Multi-Tool Orchestration with Retrieval-Augmented Generation (RAG) is about creating intelligent workflows that employ large language models (LLMs) with tools, including web search engines or vector databases, to respond to queries. By doing so, the LLM will automatically and dynamically select which tool to use for each query.

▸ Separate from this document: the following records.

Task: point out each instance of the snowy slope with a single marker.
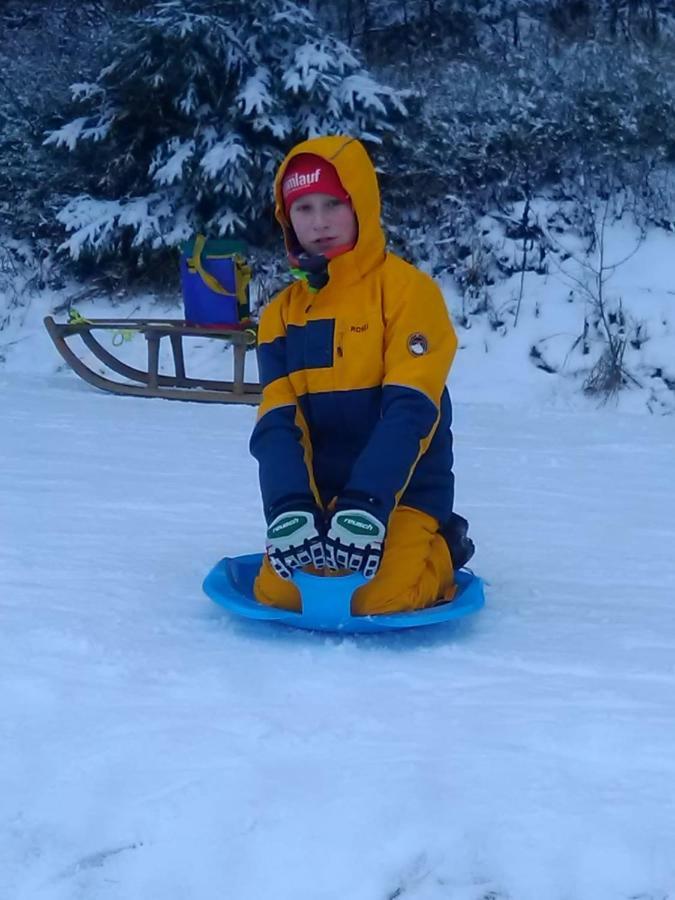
(151, 747)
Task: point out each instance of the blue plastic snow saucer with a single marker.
(326, 602)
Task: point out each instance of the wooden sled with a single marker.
(151, 383)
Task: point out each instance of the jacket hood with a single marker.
(359, 179)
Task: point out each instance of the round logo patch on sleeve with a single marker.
(418, 345)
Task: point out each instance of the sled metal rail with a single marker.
(151, 383)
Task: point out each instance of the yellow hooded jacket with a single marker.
(354, 404)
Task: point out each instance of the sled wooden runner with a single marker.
(151, 383)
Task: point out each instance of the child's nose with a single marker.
(320, 219)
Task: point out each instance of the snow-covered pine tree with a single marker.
(184, 128)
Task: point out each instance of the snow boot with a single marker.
(455, 532)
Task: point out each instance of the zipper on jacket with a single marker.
(339, 344)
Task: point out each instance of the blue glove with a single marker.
(355, 541)
(294, 540)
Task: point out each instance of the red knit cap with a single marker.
(308, 173)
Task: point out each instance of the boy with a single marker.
(353, 434)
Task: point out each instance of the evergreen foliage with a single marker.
(185, 127)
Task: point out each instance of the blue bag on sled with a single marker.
(215, 278)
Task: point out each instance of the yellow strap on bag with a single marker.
(242, 279)
(195, 262)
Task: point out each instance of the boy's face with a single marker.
(322, 223)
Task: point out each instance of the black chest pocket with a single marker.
(310, 346)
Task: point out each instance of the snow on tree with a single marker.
(186, 125)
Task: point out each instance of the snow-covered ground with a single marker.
(152, 747)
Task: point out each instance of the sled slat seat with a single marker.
(150, 383)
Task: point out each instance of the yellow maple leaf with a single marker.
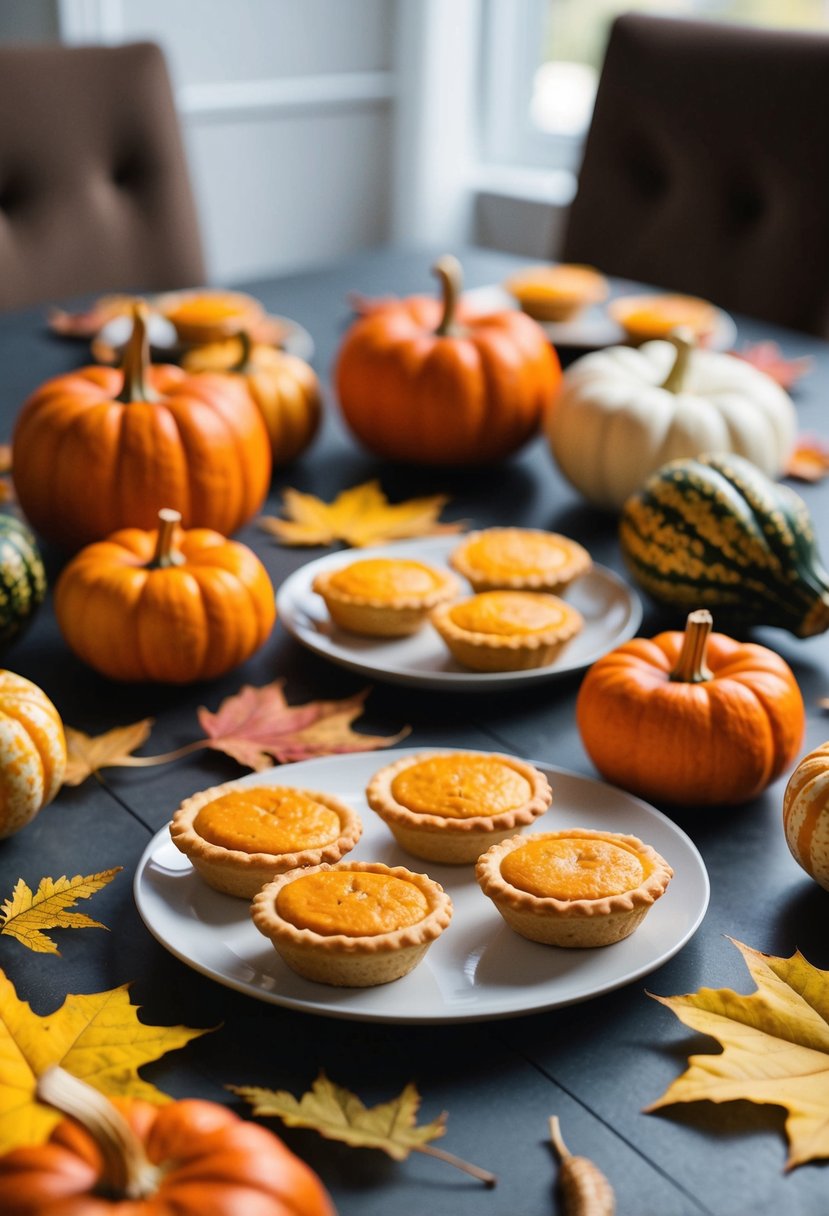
(776, 1047)
(86, 753)
(360, 516)
(26, 915)
(95, 1036)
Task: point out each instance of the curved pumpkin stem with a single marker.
(127, 1169)
(691, 666)
(447, 269)
(682, 339)
(136, 360)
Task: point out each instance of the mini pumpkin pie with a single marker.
(574, 888)
(507, 630)
(451, 806)
(237, 838)
(384, 596)
(557, 293)
(355, 924)
(519, 559)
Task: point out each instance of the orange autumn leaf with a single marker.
(774, 1047)
(95, 1036)
(360, 516)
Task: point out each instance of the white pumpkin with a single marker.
(625, 411)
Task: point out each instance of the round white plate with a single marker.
(479, 968)
(610, 608)
(595, 327)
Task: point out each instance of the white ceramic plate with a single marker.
(592, 328)
(610, 608)
(479, 968)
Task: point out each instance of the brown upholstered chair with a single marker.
(706, 167)
(94, 186)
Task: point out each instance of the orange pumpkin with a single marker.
(101, 449)
(806, 815)
(693, 718)
(423, 381)
(283, 387)
(159, 606)
(191, 1158)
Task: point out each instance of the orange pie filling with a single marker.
(355, 904)
(271, 820)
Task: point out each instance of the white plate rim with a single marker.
(392, 1006)
(292, 592)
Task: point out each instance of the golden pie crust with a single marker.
(351, 958)
(384, 596)
(574, 888)
(451, 806)
(507, 630)
(519, 559)
(308, 828)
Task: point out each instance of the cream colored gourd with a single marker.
(625, 411)
(806, 814)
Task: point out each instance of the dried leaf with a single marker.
(24, 916)
(86, 753)
(767, 358)
(776, 1047)
(360, 516)
(257, 726)
(808, 460)
(96, 1037)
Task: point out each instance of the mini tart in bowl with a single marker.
(384, 596)
(507, 630)
(238, 838)
(557, 293)
(356, 924)
(574, 888)
(519, 559)
(450, 808)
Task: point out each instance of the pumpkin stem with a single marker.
(447, 269)
(164, 555)
(127, 1169)
(682, 339)
(136, 360)
(691, 665)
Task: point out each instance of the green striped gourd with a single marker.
(716, 533)
(22, 578)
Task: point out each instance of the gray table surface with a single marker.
(596, 1064)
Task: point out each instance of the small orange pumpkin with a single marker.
(693, 719)
(125, 1155)
(101, 449)
(806, 815)
(423, 381)
(285, 388)
(161, 606)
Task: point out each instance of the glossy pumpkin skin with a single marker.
(715, 532)
(173, 624)
(32, 753)
(721, 741)
(22, 579)
(469, 395)
(210, 1161)
(806, 815)
(86, 462)
(285, 388)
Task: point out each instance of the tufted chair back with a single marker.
(706, 167)
(94, 187)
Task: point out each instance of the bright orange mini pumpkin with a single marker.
(101, 449)
(164, 604)
(693, 719)
(285, 388)
(426, 382)
(191, 1158)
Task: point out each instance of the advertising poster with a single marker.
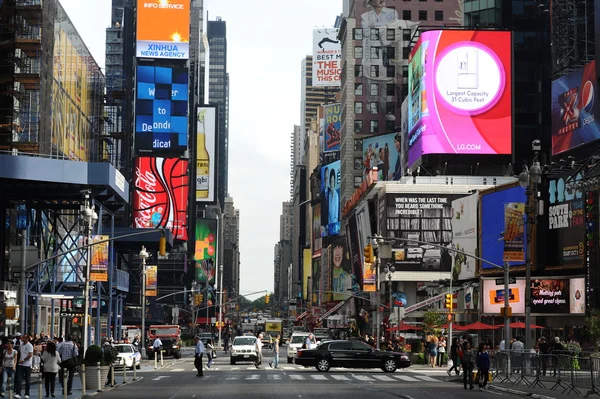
(566, 224)
(575, 109)
(161, 110)
(330, 199)
(493, 296)
(163, 29)
(385, 154)
(464, 236)
(327, 58)
(160, 195)
(460, 94)
(206, 153)
(514, 232)
(99, 261)
(492, 224)
(205, 250)
(421, 217)
(151, 280)
(332, 127)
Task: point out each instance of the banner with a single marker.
(151, 280)
(99, 261)
(514, 232)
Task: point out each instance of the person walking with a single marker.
(50, 360)
(275, 362)
(9, 365)
(198, 356)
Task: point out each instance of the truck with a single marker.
(170, 336)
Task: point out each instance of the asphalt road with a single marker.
(177, 380)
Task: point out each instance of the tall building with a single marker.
(219, 94)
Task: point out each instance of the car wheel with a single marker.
(323, 365)
(389, 365)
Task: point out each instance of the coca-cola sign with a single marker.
(161, 194)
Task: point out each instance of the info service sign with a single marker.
(163, 29)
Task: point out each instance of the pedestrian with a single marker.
(275, 362)
(50, 360)
(198, 356)
(9, 365)
(68, 354)
(24, 367)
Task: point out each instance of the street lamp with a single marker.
(143, 256)
(89, 217)
(529, 178)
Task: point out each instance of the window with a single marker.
(358, 107)
(357, 33)
(358, 52)
(374, 126)
(358, 89)
(357, 126)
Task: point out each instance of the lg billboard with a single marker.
(460, 94)
(163, 29)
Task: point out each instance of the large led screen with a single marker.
(574, 109)
(460, 94)
(161, 110)
(163, 29)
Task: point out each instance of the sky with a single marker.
(266, 43)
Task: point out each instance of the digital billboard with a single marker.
(332, 127)
(160, 195)
(161, 109)
(163, 29)
(327, 58)
(330, 199)
(460, 94)
(385, 154)
(206, 153)
(575, 109)
(205, 252)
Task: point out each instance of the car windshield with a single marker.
(244, 341)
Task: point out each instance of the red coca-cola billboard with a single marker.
(160, 195)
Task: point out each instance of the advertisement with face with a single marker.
(460, 94)
(163, 29)
(575, 109)
(493, 296)
(464, 236)
(160, 195)
(327, 58)
(330, 199)
(161, 110)
(385, 154)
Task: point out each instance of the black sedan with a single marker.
(351, 354)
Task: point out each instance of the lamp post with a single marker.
(529, 179)
(143, 256)
(89, 217)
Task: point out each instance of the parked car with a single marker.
(351, 354)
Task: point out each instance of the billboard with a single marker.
(77, 93)
(492, 224)
(464, 236)
(330, 199)
(206, 153)
(385, 154)
(332, 127)
(575, 109)
(566, 224)
(205, 253)
(327, 58)
(163, 29)
(161, 109)
(460, 94)
(160, 195)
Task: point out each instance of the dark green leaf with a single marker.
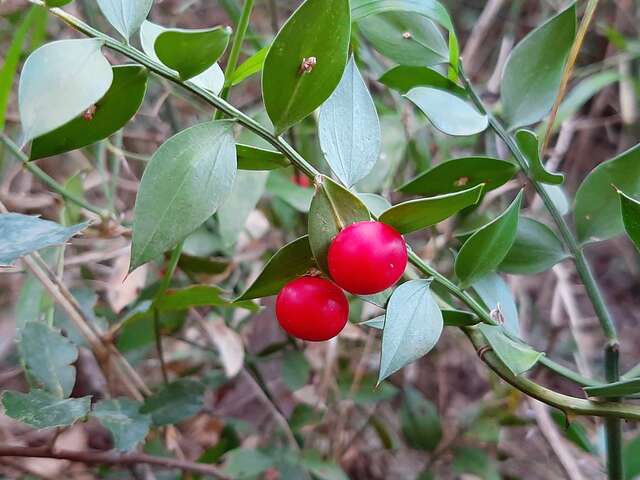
(113, 111)
(175, 402)
(254, 158)
(333, 207)
(126, 16)
(405, 38)
(59, 81)
(184, 183)
(528, 144)
(122, 417)
(597, 208)
(41, 409)
(412, 327)
(421, 213)
(461, 173)
(517, 357)
(405, 77)
(318, 29)
(630, 208)
(535, 249)
(483, 252)
(49, 357)
(24, 234)
(349, 129)
(288, 263)
(191, 52)
(420, 421)
(447, 112)
(534, 68)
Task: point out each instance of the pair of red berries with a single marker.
(364, 258)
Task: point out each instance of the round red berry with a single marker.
(312, 308)
(367, 257)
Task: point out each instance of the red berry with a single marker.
(312, 308)
(367, 257)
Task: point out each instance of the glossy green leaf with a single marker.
(420, 421)
(126, 16)
(412, 327)
(191, 52)
(414, 215)
(288, 263)
(112, 112)
(175, 402)
(349, 129)
(41, 409)
(198, 296)
(536, 249)
(183, 184)
(332, 208)
(534, 68)
(249, 67)
(59, 81)
(483, 252)
(517, 357)
(122, 417)
(211, 79)
(405, 77)
(447, 112)
(496, 295)
(405, 38)
(597, 207)
(49, 357)
(254, 158)
(320, 29)
(630, 208)
(528, 144)
(24, 234)
(460, 174)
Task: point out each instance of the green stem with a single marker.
(49, 181)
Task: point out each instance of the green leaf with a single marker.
(126, 16)
(405, 38)
(597, 207)
(630, 208)
(24, 234)
(42, 409)
(528, 144)
(59, 81)
(447, 112)
(414, 215)
(349, 129)
(534, 68)
(183, 184)
(191, 52)
(49, 357)
(211, 79)
(288, 263)
(175, 402)
(333, 207)
(460, 174)
(536, 249)
(254, 158)
(405, 77)
(122, 417)
(113, 111)
(249, 67)
(412, 327)
(517, 357)
(319, 29)
(420, 421)
(198, 296)
(483, 252)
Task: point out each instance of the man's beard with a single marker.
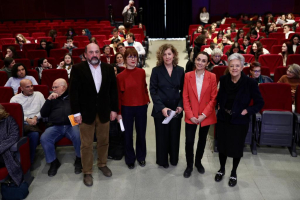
(94, 60)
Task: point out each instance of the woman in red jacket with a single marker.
(133, 105)
(199, 101)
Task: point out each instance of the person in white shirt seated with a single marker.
(67, 63)
(137, 45)
(32, 103)
(18, 73)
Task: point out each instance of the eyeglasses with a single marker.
(132, 57)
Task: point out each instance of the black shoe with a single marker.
(232, 181)
(187, 172)
(78, 165)
(142, 163)
(131, 165)
(219, 176)
(201, 169)
(53, 167)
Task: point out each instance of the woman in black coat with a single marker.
(234, 96)
(166, 84)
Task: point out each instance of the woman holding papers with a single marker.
(166, 85)
(199, 101)
(133, 105)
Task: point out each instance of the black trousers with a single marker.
(190, 132)
(167, 140)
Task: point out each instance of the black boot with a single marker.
(53, 167)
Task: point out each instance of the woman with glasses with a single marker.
(133, 105)
(255, 73)
(166, 84)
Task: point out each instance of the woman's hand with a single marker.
(244, 112)
(194, 120)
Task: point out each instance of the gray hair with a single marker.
(295, 69)
(236, 56)
(217, 51)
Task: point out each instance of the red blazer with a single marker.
(194, 108)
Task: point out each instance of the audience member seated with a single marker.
(9, 135)
(116, 35)
(292, 77)
(257, 50)
(255, 73)
(18, 73)
(11, 52)
(71, 32)
(43, 64)
(114, 44)
(210, 48)
(287, 31)
(57, 109)
(53, 34)
(216, 56)
(44, 45)
(69, 45)
(67, 63)
(226, 40)
(8, 64)
(20, 39)
(86, 32)
(137, 45)
(295, 40)
(246, 43)
(286, 50)
(235, 48)
(32, 103)
(106, 53)
(121, 48)
(239, 35)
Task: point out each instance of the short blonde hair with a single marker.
(160, 53)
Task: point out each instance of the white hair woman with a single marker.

For example, the web search tool will open the domain of current updated information, and the vector database, like Pinecone, for the context-specific information.
In practice, RAG often entails defining function-call tools, such as web search or database lookup, and orchestrating these via an API, e.g., the Responses API or OpenAI. This use initiates a sequence of retrieval and generation steps for each user query. As a result, aspects of the model’s ability are intertwined with current information.
RAG is a process where a language model uses retrieved relevant external information and incorporates it into its outputs. So, instead of being a “closed-book” model that solely relies on the internal training data, a RAG model performs an explicit retrieval step. It looks through a set of documents like a vector database or search index and uses those retrieved documents to augment the prompt to the LLM.
In order to extract knowledge that the LLM draws upon to provide accurate responses to queries. In this way, we can view the process as real-time “augmented” generation. When the LLM is able to provide contextually relevant, accurate answers to queries by utilizing the generation capabilities and augmented information through retrieval at the time of the question. By doing so, it enables the LLM to answer questions with accurate, current, domain-specific, or proprietary knowledge it would not have known at training time.
Key advantages of RAG:
RAG allows LLMs to bundle generative ability with knowledge retrieval. In the RAG method, the model retrieves relevant snippets of information from external corpora before making an answer, and then produces a more accurate and informed response using that context.
Learn more about what is RAG in our previous article.

Tools like web search and vector-index queries are crucial for RAG because they provide the retrieval component that LLM does not provide on its own. When these tools are added, RAG can eliminate the issues with relying on LLM services only. For instance, LLMs have knowledge cutoffs and can confidently produce incorrect or outdated information. A search tool allows the system to automatically fetch on-demand facts that are up to date. Similarly, a vector database such as Pinecone stores domain-specific and proprietary data physician records, company policies, etc., that the model otherwise could not know.
Every tool has its strengths, and using a combination of tools is multi-tool orchestration. For instance, the general web-search tool can answer high-level questions. A tool like PineconeSearchDocuments can find the right relevant entries in an internal vector store that contains knowledge from a proprietary set of information. Together, they ensure that whatever the model’s answer is, it can be found in the source or wherever it is best quality. The general questions can be handled by fully functional-built-in tools such as web search. “Very specific” questions or medical questions that utilize knowledge internal to the system are addressed via the retrieval of context from a vector database. Overall, the use of multi-tools in RAG pipelines provides improved validity, correct-to-be data, as well as accuracy and contemporaneous context.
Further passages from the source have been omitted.